Mark Cuban and Rick Carlisle, for their part, have chosen their words carefully when it comes to all things Odom. They have supported him at every turn, vouched for his value, and preached patience. They’ve done exactly what they should be doing in these bizarre circumstances, as they’ve managed to embrace Odom as a member of the team and the organization without coddling him. The Mavericks have opened their offense for him, and made it their mission to establish him in his comfort zones. Carlisle has worked with Odom personally to ensure a smooth transition, only to make relatively marginal progress. It just hasn’t clicked yet, but Carlisle and Cuban appear no less welcoming than they were at the start of the season.
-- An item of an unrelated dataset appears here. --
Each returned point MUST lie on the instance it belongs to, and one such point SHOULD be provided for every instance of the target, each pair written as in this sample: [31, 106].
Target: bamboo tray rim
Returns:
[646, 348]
At risk of generalizing, most Mavs fans have adopted a far less accommodating stance in regard to Odom’s continued struggles. On some level, it’s understandable; it can be frustrating and confusing to see a player struggle for anything other than basketball reasons, particularly as we attempt to assess the game in a vacuum. But such is indisputably the case with Odom, who stands as an unfortunate example of how shadows from outside the arena can creep onto the hardwood.
This is no mirage. This cannot be explained away. This is life lingering in the back of a player’s mind, much as it has that pesky habit of doing. It’s not a distraction; basketball is the distraction, with reality as Odom’s far too haunting home. His cousin is gone. His father is ill. He’s a man with a lot going on between his ears, which is a far more healthy result than an overwhelming sense of numbness that might improve the performance of the player, but would ultimately be far more taxing on the man. Odom is dealing with things in the best ways that he knows how, and you’ll understand if he doesn’t apologize for how his personal trials might impact your favorite team.
Odom won’t be cut this season, and a trade won’t jive with the Mavs’ long-term financial plans. He’s in Dallas to stay, for the moment at least, and can do nothing but find his own way. Count on him if you’d like, discount him if you’d rather, but never forget that basketball is a mere subplot.